I hope ATI and Dell are giving you some free goodies because you have helped to sell U2410's and now CF 5870/2gb's :cheers
The 5x1-P comments were the most interesting to me. That is the setup I think I will upgrade to in the future when bezels are even smaller, that and I think I will need a bigger desk :shock:
I do indeed get free goodies from ATI (all the cards :shock: ). Nothing from Dell, but that's okay. I'm actually looking to sell my U2410's, since I have six matching for 5x1-P. You interested? Would love to sell them over the forum and save the eBay fees...
And yes, you will need to get a bigger desk.
Thanks for the review Ibrin. Your comments about the 2GB 5870 versus the 2x1GB 5970 have cemented even more my plan to wait for the 2x2GB 5970. Given ATI's admission that the crossfire bridge isn't up to the demands of extremely high resolutions, I think that the 2x2GB 5970 is going to be a much smarter buy than two 5870 2GB cards. And it will be the same cost as well.
You may very well be right here. The $479x2 is right at the expected ~$1000 of the 5970 4GB. It would be interesting to see if the "internal CFX" offers a better experience than the E6 CFX. There is also the possibly better heat management and power draw on the 5970 4GB. Each E6 uses 6+8 pin. The 5970 4GB uses 6+8+8 pin, so you're "saving" a 6-pin worth of power.
When you're looking to pay this much on a GFX card, the extra $50 for a better thermal solution, custom hardware and less heat draw sounds pretty good. Didn't one of them use a custom low-voltage 5970 as well?
I'm trying to get a 5970 4GB, but the cards are expected to be in short supply and on limited quantity. Also, considering these are custom designs from ATI's partners, I'm not sure there are any reference designs that ATI can send my way.

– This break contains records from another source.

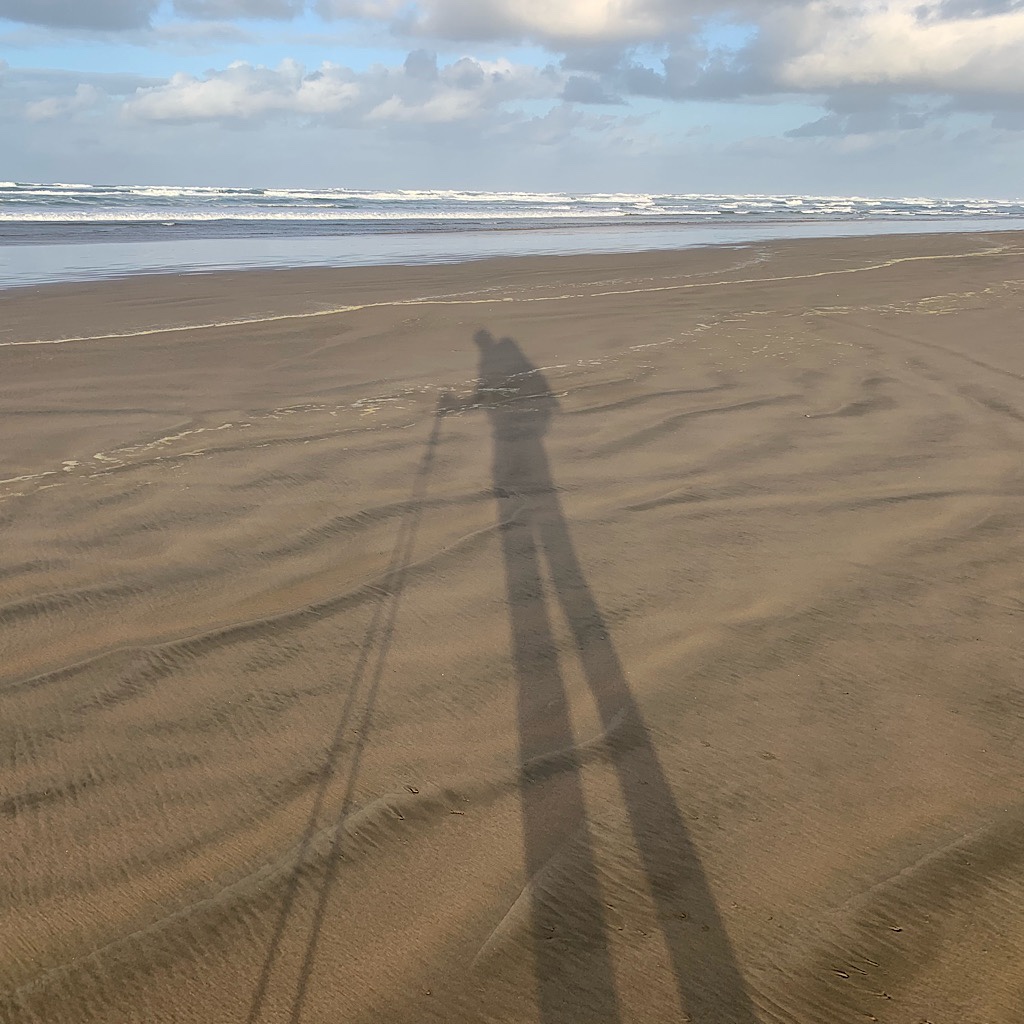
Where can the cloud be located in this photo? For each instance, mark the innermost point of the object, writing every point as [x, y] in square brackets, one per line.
[84, 97]
[901, 44]
[417, 92]
[226, 9]
[622, 22]
[99, 14]
[583, 89]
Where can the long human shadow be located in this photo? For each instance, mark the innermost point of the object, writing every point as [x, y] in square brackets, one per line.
[536, 536]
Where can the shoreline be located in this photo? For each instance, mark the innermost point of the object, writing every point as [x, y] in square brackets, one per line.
[223, 299]
[35, 264]
[610, 637]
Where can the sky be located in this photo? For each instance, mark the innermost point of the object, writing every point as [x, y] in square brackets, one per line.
[854, 97]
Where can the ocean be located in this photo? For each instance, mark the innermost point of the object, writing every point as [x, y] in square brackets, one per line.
[59, 231]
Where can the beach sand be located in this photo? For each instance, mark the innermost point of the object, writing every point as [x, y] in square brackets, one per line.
[563, 640]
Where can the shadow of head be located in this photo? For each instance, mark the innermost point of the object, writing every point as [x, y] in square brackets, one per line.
[509, 384]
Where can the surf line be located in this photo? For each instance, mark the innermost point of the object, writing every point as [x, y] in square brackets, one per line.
[340, 310]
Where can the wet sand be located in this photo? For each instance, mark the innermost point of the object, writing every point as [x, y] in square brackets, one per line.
[561, 640]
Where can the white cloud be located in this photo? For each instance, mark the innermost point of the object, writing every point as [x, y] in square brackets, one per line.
[902, 44]
[244, 91]
[84, 97]
[418, 91]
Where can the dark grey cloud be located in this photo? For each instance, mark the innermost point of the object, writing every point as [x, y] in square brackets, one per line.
[581, 89]
[99, 14]
[863, 112]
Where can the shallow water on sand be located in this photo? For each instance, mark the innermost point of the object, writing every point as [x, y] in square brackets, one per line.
[24, 264]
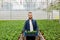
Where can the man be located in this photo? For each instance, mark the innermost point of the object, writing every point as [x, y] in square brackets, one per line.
[30, 25]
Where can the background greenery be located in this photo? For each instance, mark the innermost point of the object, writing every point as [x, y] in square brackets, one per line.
[11, 29]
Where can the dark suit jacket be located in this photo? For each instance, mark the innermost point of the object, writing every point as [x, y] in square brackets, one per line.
[27, 25]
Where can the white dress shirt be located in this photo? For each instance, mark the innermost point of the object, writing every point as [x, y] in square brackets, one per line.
[31, 25]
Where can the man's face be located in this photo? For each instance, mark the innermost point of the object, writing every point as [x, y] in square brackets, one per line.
[30, 15]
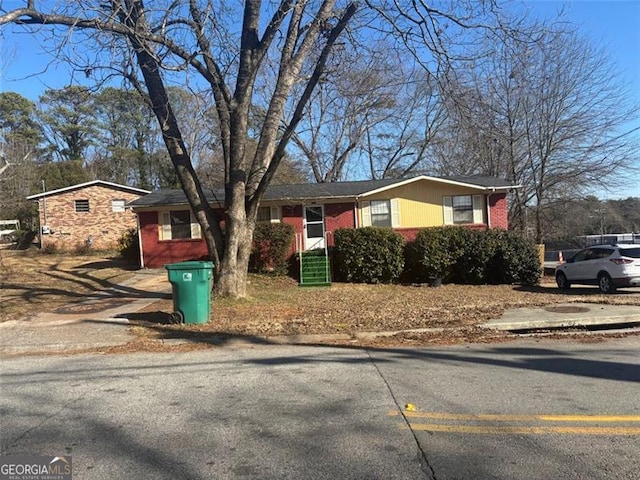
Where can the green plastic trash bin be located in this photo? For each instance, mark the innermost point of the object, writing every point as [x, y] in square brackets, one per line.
[191, 284]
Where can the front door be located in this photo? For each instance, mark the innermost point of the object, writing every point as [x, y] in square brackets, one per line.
[313, 227]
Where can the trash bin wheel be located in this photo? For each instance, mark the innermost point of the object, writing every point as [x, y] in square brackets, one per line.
[176, 317]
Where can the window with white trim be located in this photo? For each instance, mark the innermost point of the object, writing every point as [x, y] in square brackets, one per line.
[463, 209]
[381, 213]
[81, 206]
[118, 205]
[268, 215]
[178, 225]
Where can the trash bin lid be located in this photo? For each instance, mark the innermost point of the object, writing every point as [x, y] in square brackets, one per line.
[190, 265]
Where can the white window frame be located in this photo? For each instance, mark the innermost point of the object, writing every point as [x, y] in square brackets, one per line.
[394, 208]
[164, 226]
[477, 205]
[275, 215]
[118, 205]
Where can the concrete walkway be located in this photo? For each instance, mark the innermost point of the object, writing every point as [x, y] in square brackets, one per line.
[95, 323]
[102, 320]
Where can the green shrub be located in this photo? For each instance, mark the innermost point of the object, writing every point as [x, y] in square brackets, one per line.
[461, 255]
[368, 255]
[271, 243]
[50, 248]
[129, 247]
[435, 252]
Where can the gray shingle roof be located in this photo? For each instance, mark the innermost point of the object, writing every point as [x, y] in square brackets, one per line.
[315, 191]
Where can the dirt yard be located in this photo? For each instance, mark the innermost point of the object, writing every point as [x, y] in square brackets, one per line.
[33, 281]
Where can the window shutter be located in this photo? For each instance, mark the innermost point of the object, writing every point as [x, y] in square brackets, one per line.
[478, 205]
[165, 226]
[395, 213]
[365, 208]
[447, 209]
[275, 214]
[195, 226]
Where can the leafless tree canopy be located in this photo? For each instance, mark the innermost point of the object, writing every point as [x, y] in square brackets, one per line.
[547, 113]
[245, 55]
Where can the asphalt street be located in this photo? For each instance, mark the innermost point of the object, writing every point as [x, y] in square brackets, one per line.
[529, 409]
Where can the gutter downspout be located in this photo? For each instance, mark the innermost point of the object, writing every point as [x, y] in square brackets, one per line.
[139, 240]
[493, 190]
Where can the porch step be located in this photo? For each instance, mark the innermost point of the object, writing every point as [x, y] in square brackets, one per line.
[314, 270]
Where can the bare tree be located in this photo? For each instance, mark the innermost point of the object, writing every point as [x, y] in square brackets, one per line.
[549, 114]
[401, 144]
[343, 108]
[196, 39]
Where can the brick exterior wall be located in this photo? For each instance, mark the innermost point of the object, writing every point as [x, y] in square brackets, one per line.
[498, 211]
[100, 227]
[159, 253]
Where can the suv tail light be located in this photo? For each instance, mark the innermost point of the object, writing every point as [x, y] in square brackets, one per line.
[621, 261]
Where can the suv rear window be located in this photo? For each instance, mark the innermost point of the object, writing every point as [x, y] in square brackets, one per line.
[630, 252]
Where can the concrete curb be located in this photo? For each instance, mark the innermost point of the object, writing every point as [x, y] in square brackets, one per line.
[569, 315]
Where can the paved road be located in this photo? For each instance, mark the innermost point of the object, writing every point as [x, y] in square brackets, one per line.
[317, 412]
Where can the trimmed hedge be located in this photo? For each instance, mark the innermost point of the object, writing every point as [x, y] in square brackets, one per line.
[368, 255]
[461, 255]
[271, 243]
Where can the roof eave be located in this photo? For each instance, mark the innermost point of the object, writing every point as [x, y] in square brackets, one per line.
[38, 196]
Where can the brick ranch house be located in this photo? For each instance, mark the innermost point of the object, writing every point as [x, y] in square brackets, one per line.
[93, 214]
[170, 233]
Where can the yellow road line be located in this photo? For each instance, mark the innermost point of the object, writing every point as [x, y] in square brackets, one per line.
[498, 430]
[518, 418]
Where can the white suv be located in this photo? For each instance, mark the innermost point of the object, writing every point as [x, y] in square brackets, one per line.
[608, 266]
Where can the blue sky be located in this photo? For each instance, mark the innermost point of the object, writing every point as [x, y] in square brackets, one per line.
[613, 25]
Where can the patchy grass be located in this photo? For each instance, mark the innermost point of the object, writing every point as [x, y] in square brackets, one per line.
[277, 306]
[31, 281]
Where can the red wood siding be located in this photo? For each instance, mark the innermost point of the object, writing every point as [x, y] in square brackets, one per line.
[338, 215]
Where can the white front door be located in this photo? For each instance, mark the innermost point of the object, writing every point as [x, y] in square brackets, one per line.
[313, 227]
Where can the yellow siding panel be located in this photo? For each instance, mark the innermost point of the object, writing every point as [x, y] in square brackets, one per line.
[421, 202]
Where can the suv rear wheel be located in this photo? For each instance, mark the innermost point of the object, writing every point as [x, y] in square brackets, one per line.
[562, 281]
[605, 283]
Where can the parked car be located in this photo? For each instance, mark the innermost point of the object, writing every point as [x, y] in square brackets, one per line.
[608, 266]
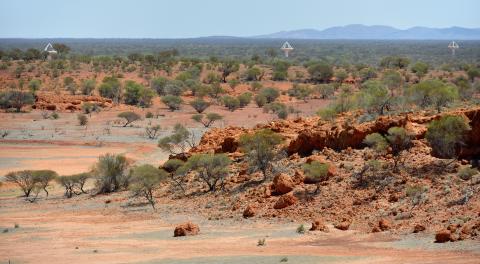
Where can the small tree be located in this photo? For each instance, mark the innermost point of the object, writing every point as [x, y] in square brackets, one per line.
[129, 117]
[260, 100]
[259, 149]
[446, 135]
[34, 85]
[270, 94]
[420, 69]
[109, 173]
[178, 142]
[231, 102]
[320, 72]
[88, 86]
[211, 168]
[172, 102]
[43, 178]
[199, 105]
[145, 179]
[209, 119]
[244, 99]
[24, 180]
[82, 119]
[316, 172]
[397, 139]
[152, 131]
[15, 99]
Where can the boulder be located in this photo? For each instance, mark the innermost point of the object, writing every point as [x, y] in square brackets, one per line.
[443, 236]
[345, 225]
[249, 211]
[285, 201]
[319, 225]
[186, 229]
[418, 228]
[282, 183]
[384, 224]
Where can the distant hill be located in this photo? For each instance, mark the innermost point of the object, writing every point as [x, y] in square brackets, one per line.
[357, 31]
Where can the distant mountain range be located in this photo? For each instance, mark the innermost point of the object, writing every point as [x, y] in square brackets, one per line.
[378, 32]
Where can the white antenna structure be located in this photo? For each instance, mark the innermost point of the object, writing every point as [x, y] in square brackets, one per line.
[286, 47]
[453, 46]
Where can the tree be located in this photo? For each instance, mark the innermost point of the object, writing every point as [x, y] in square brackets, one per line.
[24, 180]
[43, 178]
[110, 88]
[320, 72]
[175, 88]
[34, 85]
[341, 75]
[137, 94]
[209, 119]
[473, 72]
[432, 92]
[270, 94]
[61, 48]
[260, 100]
[82, 119]
[420, 69]
[393, 80]
[88, 86]
[301, 92]
[72, 182]
[259, 149]
[178, 142]
[129, 117]
[231, 102]
[325, 90]
[233, 83]
[199, 105]
[447, 135]
[158, 84]
[15, 99]
[316, 172]
[211, 169]
[244, 99]
[397, 139]
[374, 97]
[277, 108]
[152, 131]
[145, 179]
[253, 74]
[172, 102]
[228, 67]
[109, 173]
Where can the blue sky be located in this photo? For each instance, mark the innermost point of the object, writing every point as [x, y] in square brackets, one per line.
[192, 18]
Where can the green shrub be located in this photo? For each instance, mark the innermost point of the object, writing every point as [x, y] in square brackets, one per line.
[82, 119]
[172, 102]
[446, 135]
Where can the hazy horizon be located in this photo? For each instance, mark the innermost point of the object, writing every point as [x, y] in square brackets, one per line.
[187, 19]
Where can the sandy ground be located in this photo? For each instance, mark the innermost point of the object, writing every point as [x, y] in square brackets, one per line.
[86, 229]
[62, 145]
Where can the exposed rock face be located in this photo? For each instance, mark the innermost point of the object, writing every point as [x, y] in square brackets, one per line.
[282, 183]
[304, 135]
[186, 229]
[443, 236]
[319, 225]
[285, 201]
[46, 101]
[418, 228]
[345, 225]
[384, 224]
[250, 211]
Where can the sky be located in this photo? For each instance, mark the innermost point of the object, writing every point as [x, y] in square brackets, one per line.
[195, 18]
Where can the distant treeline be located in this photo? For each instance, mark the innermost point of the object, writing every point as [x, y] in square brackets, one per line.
[338, 52]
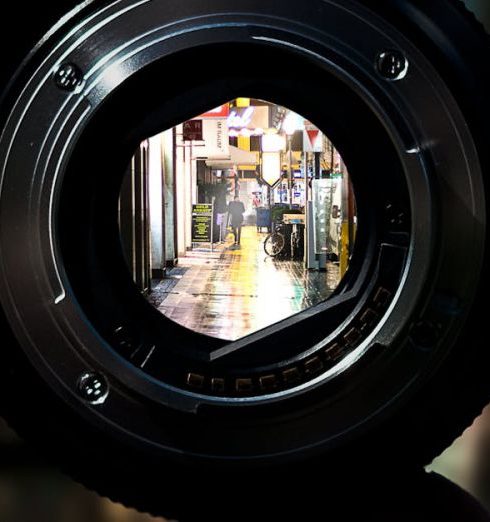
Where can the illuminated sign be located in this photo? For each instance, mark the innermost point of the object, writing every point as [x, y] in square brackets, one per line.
[238, 121]
[271, 167]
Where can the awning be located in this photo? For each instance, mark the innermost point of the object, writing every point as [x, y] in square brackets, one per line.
[237, 157]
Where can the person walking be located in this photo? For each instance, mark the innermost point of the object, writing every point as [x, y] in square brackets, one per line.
[236, 210]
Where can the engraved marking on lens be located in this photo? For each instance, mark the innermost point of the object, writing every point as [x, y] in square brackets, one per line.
[291, 375]
[68, 77]
[93, 388]
[392, 65]
[334, 351]
[313, 365]
[195, 381]
[268, 382]
[244, 385]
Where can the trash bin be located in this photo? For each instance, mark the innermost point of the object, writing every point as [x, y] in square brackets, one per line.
[263, 218]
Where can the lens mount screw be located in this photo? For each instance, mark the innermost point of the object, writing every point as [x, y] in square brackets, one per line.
[93, 388]
[68, 77]
[392, 65]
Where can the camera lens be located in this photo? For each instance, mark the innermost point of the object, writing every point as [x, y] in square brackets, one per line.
[243, 238]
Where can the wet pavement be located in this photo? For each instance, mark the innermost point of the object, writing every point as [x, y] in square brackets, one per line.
[235, 291]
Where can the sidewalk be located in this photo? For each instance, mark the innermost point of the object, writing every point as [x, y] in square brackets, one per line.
[235, 292]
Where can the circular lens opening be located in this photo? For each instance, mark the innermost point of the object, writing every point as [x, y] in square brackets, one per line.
[237, 219]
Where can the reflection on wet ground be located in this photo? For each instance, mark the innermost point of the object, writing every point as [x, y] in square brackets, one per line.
[233, 292]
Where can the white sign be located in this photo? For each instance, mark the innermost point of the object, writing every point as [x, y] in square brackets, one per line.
[312, 140]
[216, 143]
[271, 167]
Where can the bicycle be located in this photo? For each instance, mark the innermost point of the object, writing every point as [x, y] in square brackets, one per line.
[275, 242]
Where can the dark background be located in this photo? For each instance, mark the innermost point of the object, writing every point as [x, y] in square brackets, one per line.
[30, 491]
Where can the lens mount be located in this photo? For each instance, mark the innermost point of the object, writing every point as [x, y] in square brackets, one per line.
[414, 271]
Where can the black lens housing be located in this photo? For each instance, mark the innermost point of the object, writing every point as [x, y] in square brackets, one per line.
[66, 293]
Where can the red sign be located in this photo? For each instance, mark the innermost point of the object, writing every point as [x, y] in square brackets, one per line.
[192, 130]
[220, 112]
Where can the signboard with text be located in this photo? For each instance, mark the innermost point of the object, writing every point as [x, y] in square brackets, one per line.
[202, 223]
[216, 143]
[192, 130]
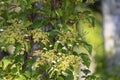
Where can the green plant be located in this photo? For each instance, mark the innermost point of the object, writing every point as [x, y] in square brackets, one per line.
[52, 26]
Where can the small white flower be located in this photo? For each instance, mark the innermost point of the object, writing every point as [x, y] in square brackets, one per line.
[44, 48]
[1, 30]
[50, 45]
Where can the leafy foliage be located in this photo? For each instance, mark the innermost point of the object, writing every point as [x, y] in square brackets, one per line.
[44, 34]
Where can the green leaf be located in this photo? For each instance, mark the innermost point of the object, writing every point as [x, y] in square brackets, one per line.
[85, 59]
[87, 46]
[91, 20]
[86, 12]
[86, 71]
[5, 63]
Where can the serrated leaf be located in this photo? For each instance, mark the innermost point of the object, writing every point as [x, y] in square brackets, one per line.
[85, 59]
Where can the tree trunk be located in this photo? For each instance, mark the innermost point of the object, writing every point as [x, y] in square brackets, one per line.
[111, 26]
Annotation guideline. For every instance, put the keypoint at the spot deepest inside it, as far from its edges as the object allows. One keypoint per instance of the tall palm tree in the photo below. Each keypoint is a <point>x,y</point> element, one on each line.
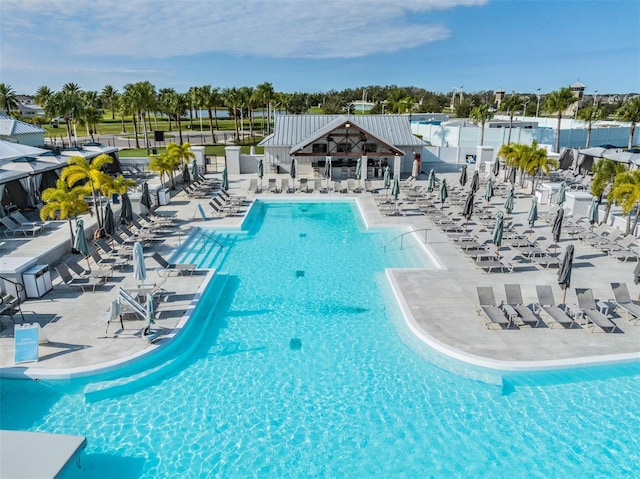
<point>481,114</point>
<point>626,193</point>
<point>110,97</point>
<point>8,98</point>
<point>63,203</point>
<point>510,104</point>
<point>604,174</point>
<point>630,111</point>
<point>557,102</point>
<point>81,170</point>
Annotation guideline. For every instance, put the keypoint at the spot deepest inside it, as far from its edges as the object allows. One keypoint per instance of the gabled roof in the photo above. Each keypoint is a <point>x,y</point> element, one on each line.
<point>291,130</point>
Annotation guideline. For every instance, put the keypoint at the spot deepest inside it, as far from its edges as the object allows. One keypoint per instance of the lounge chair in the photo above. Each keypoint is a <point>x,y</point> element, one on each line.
<point>624,302</point>
<point>546,303</point>
<point>589,309</point>
<point>492,312</point>
<point>82,283</point>
<point>171,268</point>
<point>14,228</point>
<point>513,295</point>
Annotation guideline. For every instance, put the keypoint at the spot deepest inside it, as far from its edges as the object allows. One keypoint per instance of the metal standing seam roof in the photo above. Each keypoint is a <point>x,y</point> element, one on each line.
<point>294,129</point>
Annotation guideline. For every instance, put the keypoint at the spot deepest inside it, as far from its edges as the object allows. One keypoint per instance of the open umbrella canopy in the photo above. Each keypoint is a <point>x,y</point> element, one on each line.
<point>109,223</point>
<point>81,244</point>
<point>126,211</point>
<point>592,214</point>
<point>145,199</point>
<point>443,193</point>
<point>139,268</point>
<point>463,175</point>
<point>488,192</point>
<point>225,180</point>
<point>562,197</point>
<point>557,226</point>
<point>508,204</point>
<point>533,212</point>
<point>431,182</point>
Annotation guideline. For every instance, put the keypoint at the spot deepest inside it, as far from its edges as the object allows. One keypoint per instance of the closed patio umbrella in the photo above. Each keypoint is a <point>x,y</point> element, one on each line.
<point>431,182</point>
<point>592,214</point>
<point>498,230</point>
<point>443,193</point>
<point>225,179</point>
<point>139,268</point>
<point>557,226</point>
<point>463,175</point>
<point>564,272</point>
<point>488,192</point>
<point>126,211</point>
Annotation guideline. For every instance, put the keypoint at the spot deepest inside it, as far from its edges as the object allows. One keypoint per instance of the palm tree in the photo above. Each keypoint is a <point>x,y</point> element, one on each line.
<point>110,97</point>
<point>8,98</point>
<point>604,175</point>
<point>626,193</point>
<point>590,114</point>
<point>481,114</point>
<point>630,111</point>
<point>510,105</point>
<point>63,203</point>
<point>80,169</point>
<point>557,102</point>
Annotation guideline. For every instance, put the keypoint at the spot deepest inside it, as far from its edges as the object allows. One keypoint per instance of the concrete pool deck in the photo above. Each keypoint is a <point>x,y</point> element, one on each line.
<point>439,304</point>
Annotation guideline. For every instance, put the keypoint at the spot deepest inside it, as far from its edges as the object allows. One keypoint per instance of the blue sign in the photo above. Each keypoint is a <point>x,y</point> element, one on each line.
<point>26,343</point>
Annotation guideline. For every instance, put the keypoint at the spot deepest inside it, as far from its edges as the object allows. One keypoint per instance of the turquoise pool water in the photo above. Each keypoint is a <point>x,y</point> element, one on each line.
<point>360,397</point>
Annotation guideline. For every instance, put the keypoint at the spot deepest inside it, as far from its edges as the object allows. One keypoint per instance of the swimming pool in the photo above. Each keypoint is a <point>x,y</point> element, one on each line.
<point>360,397</point>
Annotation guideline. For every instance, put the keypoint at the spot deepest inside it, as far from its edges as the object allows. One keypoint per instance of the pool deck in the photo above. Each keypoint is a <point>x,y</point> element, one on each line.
<point>439,304</point>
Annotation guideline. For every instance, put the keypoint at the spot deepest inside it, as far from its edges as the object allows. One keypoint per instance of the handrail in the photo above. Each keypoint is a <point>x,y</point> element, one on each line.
<point>401,236</point>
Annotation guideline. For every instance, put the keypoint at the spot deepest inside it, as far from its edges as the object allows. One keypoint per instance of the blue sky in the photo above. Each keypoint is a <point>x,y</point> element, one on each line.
<point>322,45</point>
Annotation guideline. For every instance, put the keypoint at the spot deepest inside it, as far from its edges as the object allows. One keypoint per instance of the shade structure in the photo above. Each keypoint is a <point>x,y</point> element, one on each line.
<point>225,179</point>
<point>557,226</point>
<point>561,198</point>
<point>145,199</point>
<point>498,230</point>
<point>475,181</point>
<point>126,211</point>
<point>592,214</point>
<point>463,175</point>
<point>467,210</point>
<point>508,204</point>
<point>533,212</point>
<point>186,176</point>
<point>443,193</point>
<point>564,272</point>
<point>431,182</point>
<point>139,268</point>
<point>488,191</point>
<point>109,224</point>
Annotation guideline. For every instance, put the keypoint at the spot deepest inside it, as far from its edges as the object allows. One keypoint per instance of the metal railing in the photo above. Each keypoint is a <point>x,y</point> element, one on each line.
<point>401,237</point>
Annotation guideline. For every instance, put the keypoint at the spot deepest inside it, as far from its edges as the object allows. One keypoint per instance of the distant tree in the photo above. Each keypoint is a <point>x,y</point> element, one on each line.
<point>630,111</point>
<point>557,102</point>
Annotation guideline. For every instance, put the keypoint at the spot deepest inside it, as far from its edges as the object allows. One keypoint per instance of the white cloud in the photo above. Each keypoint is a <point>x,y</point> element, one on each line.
<point>276,28</point>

It was actually hard to get the 5970, as ATI had low stock internally. They can't keep them on the shelves (so they tell me), and folks ask the question, "Why do we need to give a $600 video card to this site to test/review, when they already sell themselves?" Valid point. Considering one of the partners is doing only 1000 of the 5970 4GB cards for $1000 each, not sure it's worth it for them to send one my way. Would be nice though.
Thank you for the excellent write up/review,I was wondering if we're able to tri(quad?) fire the 5870 E6's or and mix&match these with a 5970 4gb card?
I haven't. I might try the 5970+5870 in the future. I don't have a 5970 4GB card, so I can't try that plus the E6 2GB.
I've got some other articles I want to write first from the testing I've already done. Honestly, I've been doing almost nothing but benchmarking for a couple of months. I'm pretty burned out on it at the moment.
I know folks on the forums have had problems with Tri-Fire. I will ask ATI about that. The next thing I'd "like" to bench/review/unbox would be one of the 5970 4GB cards.
I was kind of hoping that the extra 1GB of memory would have made a bigger difference, but it seems my October 5870 purchase at a non-inflated price was still the smart thing to do.
Looking at your rig specs, I think your choice was very good indeed. My goal wasn't to "sell the E6" but to get the truth out there. It's as much a benefit to my readers to prevent the "what ifs" and any false buyer's remorse, as it is to point you to a worthy upgrade.
That is really the goal of testing everything across the 5000-series spectrum and creating the Eyefinity Buyers Guide - to help people be comfortable and secure in the purchases they have or will make.